La lourde porte du Sacré-Rocœur s’ouvrit, quelques grenouilles de bénitier priaient le seigneur, notre agent rejoignit la belle Brigitte au confessionnal, puis elle commença ses confessions : ‘Magma est un groupe de rock français fondé en 1969 par le batteur compositeur chanteur Christian Vander, cette formation est à l’origine du genre musical ‘Zeuhl’. Magma, fortement influencé par la musique contemporaine, le free-jazz et le rock avant-gardiste, lance un pavé dans la mare avec un style décapant pour un pays peu habitué à une musique expérimentale, chantée dans une langue imaginaire le Kobaien qui rajoute au décalage musical. L’âge d’or du groupe se situe entre 1973 et 1975, plus de 1580 musiciens vont passer par Magma tels Didier Lockwood, Claude Engel, Janick Top, Bernard Paganotti, Klauz Blazquiz, François Cahen ou Benoit Widemann qui participeront tout au long de la carrière de Magma aux albums tels que Kobaia (1970), 1001° centigrades (1971), Univeria Zekt (1971), mekanïk Dektrukïw Kommandöh (1973) Wurdah Îtah (1974) ou Üdü Wüdü (1976). Ensuite Dynastie Crisis, groupe formé de Jacques Mercier (chant guitare), Jacky Chalard (basse) Philippe Lhommet (clavier) et Geza Fenzi (batterie) qui connut quelques succès avec ‘Vivre libre’ et Faust 72’. Le groupe est connu pour avoir accompagné sur scène Michel Polnareff en 1972 à l’Olympia. Triangle, créé en 1967, un des premier groupe pop en France qui connut un succès en 1970 avec ‘Peut-être demain’ et sortit les albums Triangle (1970), viens avec nous (1972) et homonymie (1973). Puis Zoo, groupe de rock français apparu à la fin des années soixante, qui fut connu pour avoir accompagné Léo Ferré, Eddy Mitchell et Nicoletta. Puis Martin Circus qui fut créé en 1969, le groupe a beaucoup évolué à travers les années, passant d’une pop recherchée à la variété, son plus grand tube restera ‘je m’éclate au sénégal’, prix pop 1972. De plus, ils participeront à l’opéra rock ‘La révolution française’ en 1973, le début de la discographie est la plus intéressante sous l’impulsion de Gerard Pisani, Bob Brault (basse), Patrick Dietsch (guitare) Paul-Jean Borowsky (claviers) et Jean-François Leroy (batterie), les albums en direct du Rock’n’roll Circus (1970) acte II (1972) marqueront la pop française. D’autres groupes furent énoncés par la belle Brigitte tel les ‘Variations’ ‘Art Zoyd’ ‘Lard free’ ‘Ame Son’ ‘Chico Magnetic Band’ etc…

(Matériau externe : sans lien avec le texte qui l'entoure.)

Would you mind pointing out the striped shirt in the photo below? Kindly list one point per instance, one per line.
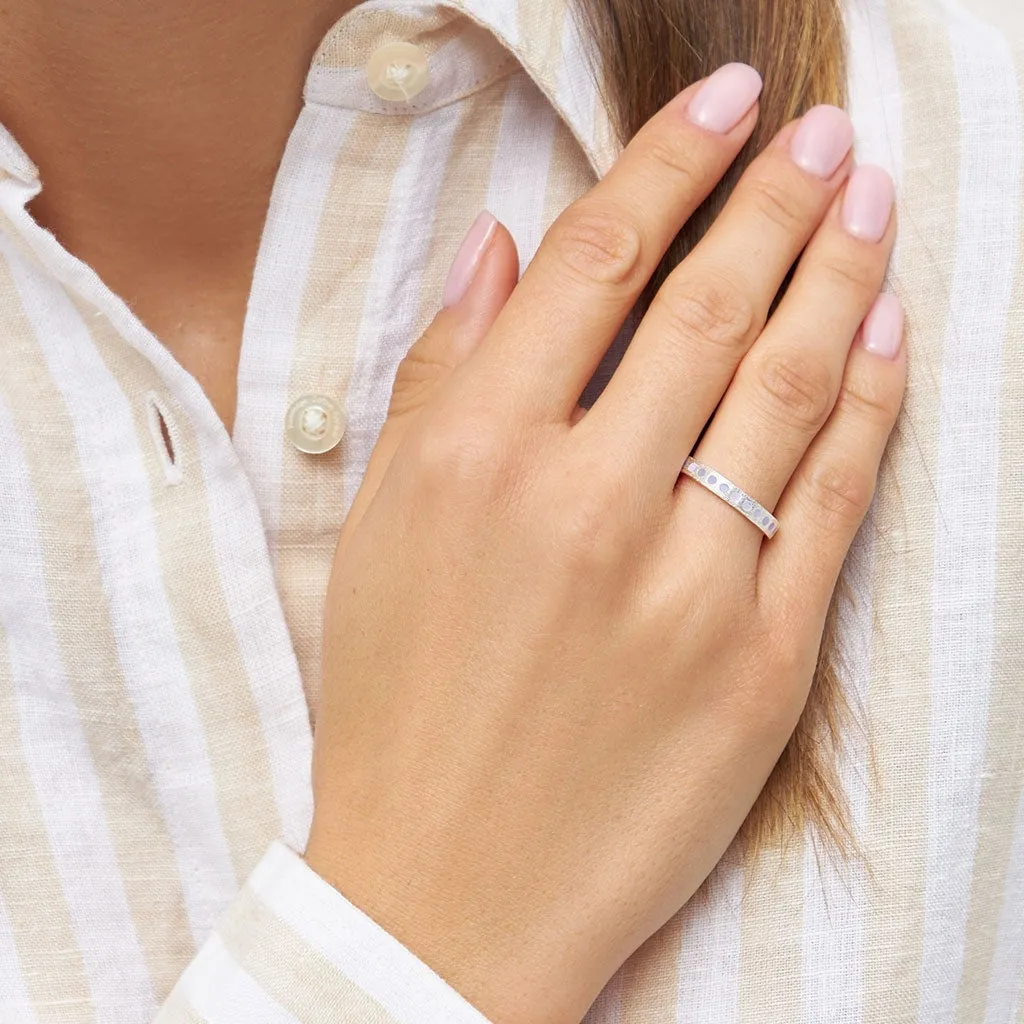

Tous ces renseignements pris, il ne restait plus à l’agent leCurLing qu’à confondre le vil traître. Et pour se faire, notre valeureux agent plaça une galette sur la B.S.T. et lança le directeur Ortofon. La force centrifuge du mouvement cylindrique fit apparaître un dysfonctionnement bilatéral des mouvements convergents ou plutôt pour être clair, son tourné pas rond donc le coupable était…l’agent Antiskatting, celui-là même que l’agent leCurLing avait eu tant de mal à régler. Le vil traître démasqué, la paix revint à la B.S.T. pour le plus grand plaisir de son directeur satisfait de cette mission et des éléments rapportés par l’agent leCurling.

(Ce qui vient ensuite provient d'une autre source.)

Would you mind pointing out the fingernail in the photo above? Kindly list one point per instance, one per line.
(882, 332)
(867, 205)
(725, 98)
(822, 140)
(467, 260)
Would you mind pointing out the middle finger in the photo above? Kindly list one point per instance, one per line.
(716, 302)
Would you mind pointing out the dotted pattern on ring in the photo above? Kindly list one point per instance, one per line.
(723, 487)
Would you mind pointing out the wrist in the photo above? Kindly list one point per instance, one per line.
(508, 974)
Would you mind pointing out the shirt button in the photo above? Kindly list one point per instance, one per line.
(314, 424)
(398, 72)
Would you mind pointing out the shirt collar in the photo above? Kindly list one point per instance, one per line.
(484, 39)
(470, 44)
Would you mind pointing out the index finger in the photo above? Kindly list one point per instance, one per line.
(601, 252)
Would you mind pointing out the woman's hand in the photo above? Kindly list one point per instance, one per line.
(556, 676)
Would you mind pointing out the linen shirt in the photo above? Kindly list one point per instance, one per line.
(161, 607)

un petit best of de l'an dernier pour completer sa collection et pour les nouveaux adhèrents !
Et pour cela que du golden classic à la sauce leCurLing avec gazoline de Dominique Blanc Francard, cracker jax de 1515, mr sandy de mr Bertrand, les Requins et leur campus n°8 puis Pol Alain et son boum et également soukouss de Manu Dibango.
Alors de quoi sans foutre pleins les oreilles avec du larsen et des grosses caisses mais aussi de la passion et des flûtes traversières, ou un truc comme ça.